The Mlflow is opensource platform which covers end to end machine learning lifecycle

Including: Tracking experiments, Organizing code into reusable projects, Models versioning and finally models deployment.

mlops circle

With Mlflow we can easily serve versioned models.

Moreover it supports multiple ML frameworks and abstracts them with consistent Rest API.

Thanks to this we can experiment with multiple models flavors without affecting existing integration.

mlflow serving

Mlflow is written in python and uses python to serve real-time models. This simplifies the integration with ML frameworks which expose python API.

On the other hand real-time models serving is a stage where prediction latency and resource consumption is critical.

Additionally serving robustness is required even for higher load.

To check how the rust implementation will perform I have implemented the ML models server which can read Mlflow models and expose the same Rest API.

For test purposes I have implemented integration with LightGBM and Catboost models flavors. Where I have used Rust bindings to the native libraries.

architecture

I have used Vegeta attack to perform load tests and measure p99 response time for a different number of requests per seconds. Additionally I have measured the CPU and memory usage of the model serving container. All tests have been performed on my local machine.

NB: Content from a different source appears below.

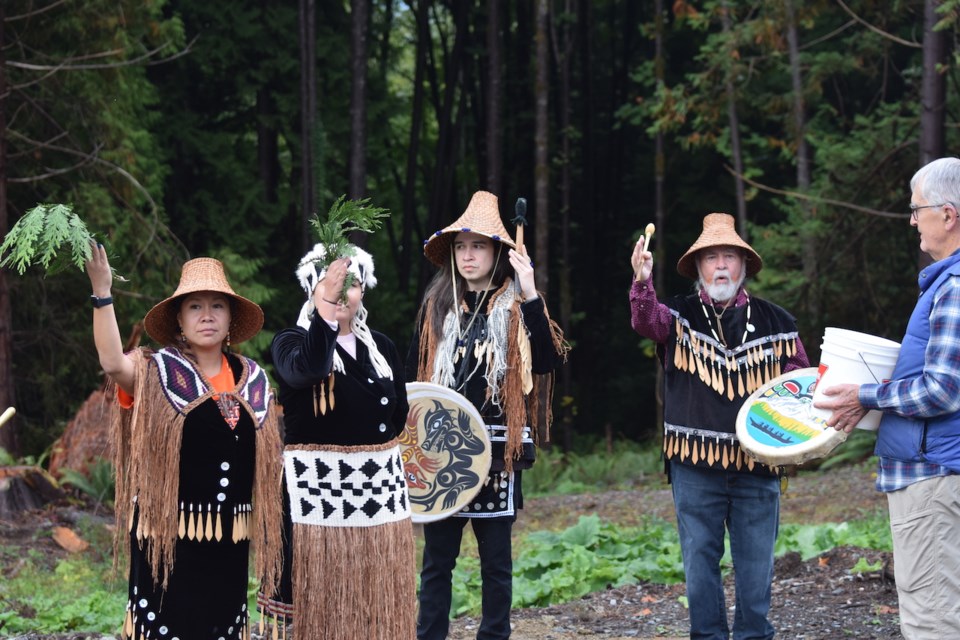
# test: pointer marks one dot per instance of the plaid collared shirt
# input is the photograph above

The performance tests show that rust implementation is very promising.

benchmark results

For all models even for 1000 requests per second the response time is low. CPU usage increases linearly as traffic increases. And memory usage is constant.

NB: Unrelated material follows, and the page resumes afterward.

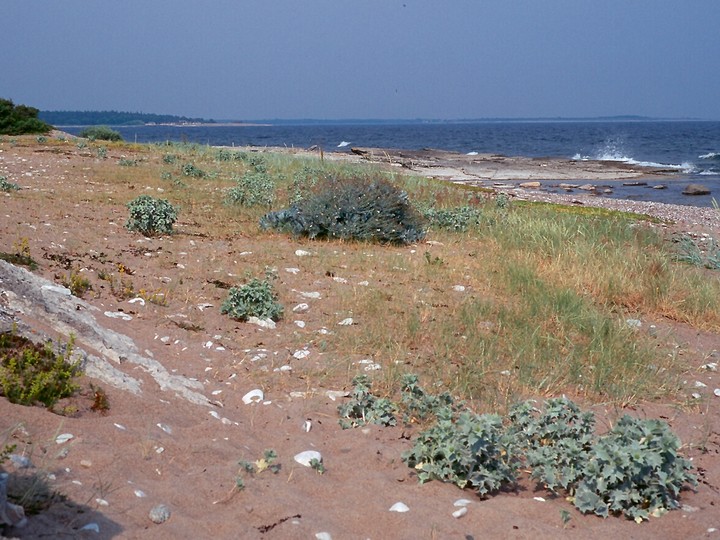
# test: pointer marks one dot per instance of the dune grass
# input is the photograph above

On the other hand Mlflow serving python implementation performs much worse and for higher traffic the response times are higher than 5 seconds which exceeds timeout value. CPU usage quickly consumes available machine resources. The memory usage is stable for all cases.

The Rust implementation is wrapped with the python api and available in yummy. Thus you can simply install and run it through the command line or using python code.

pip install yummy-mlflow
import yummy_mlflow

# yummy_mlflow.model_serve(MODEL_PATH, HOST, POST, LOG_LEVEL)

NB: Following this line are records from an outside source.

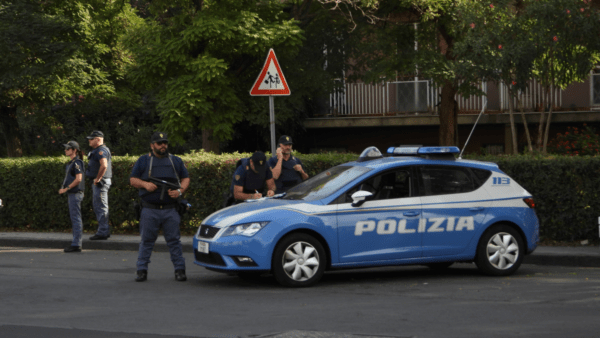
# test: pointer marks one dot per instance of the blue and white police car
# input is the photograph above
(418, 205)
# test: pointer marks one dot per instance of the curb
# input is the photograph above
(585, 256)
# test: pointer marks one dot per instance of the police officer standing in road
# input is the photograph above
(250, 177)
(287, 169)
(74, 185)
(100, 172)
(159, 213)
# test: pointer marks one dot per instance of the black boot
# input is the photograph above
(142, 275)
(180, 275)
(73, 249)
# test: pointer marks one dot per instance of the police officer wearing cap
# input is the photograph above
(99, 171)
(159, 213)
(250, 177)
(287, 169)
(74, 185)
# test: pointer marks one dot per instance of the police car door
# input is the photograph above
(384, 228)
(454, 206)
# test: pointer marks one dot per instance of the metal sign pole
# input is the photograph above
(272, 117)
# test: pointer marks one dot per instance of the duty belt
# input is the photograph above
(158, 206)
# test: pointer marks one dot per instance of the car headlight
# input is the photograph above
(247, 229)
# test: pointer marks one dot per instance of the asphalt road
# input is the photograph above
(47, 293)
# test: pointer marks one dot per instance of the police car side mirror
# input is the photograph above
(359, 197)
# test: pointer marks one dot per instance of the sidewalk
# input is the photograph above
(582, 256)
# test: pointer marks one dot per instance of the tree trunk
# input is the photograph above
(513, 129)
(529, 145)
(447, 116)
(539, 142)
(549, 120)
(208, 144)
(11, 131)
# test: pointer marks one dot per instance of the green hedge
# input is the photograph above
(29, 190)
(565, 191)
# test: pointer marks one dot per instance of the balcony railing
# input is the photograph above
(413, 97)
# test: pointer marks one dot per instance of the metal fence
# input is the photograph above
(531, 99)
(420, 96)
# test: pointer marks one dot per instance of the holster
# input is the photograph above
(182, 207)
(137, 209)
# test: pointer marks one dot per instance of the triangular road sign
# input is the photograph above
(270, 81)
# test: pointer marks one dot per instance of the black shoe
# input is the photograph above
(142, 275)
(180, 275)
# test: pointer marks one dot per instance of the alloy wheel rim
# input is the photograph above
(502, 251)
(301, 261)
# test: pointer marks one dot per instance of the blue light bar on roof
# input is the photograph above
(422, 150)
(439, 150)
(403, 150)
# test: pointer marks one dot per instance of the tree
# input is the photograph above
(54, 51)
(498, 47)
(512, 42)
(198, 57)
(565, 33)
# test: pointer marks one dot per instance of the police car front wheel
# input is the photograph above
(500, 251)
(299, 260)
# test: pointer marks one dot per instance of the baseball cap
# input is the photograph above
(260, 161)
(158, 137)
(284, 139)
(72, 144)
(94, 134)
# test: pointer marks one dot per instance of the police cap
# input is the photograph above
(159, 137)
(71, 145)
(284, 139)
(94, 134)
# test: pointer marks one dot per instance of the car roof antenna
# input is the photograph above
(468, 138)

yummy_mlflow.model_serve(model_path, '0.0.0.0', 8080, 'error')

Example requests:

curl -X POST "http://localhost:8080/invocations" \
-H "Content-Type: application/json" \
-d '{
    "columns": ["0","1","2","3","4","5","6","7","8","9","10",
               "11","12"],
    "data": [
     [ 0.913333, -0.598156, -0.425909, -0.929365,  1.281985,
       0.488531,  0.874184, -1.223610,  0.050988,  0.342557,
      -0.164303,  0.830961,  0.997086,
    ]]
}'

Example response:

[[0.9849612333276241, 0.008531186707393178, 0.006507579964982725]]

The whole implementation and benchmark code is available on Github. Currently LightGBM and Catboost local models are supported.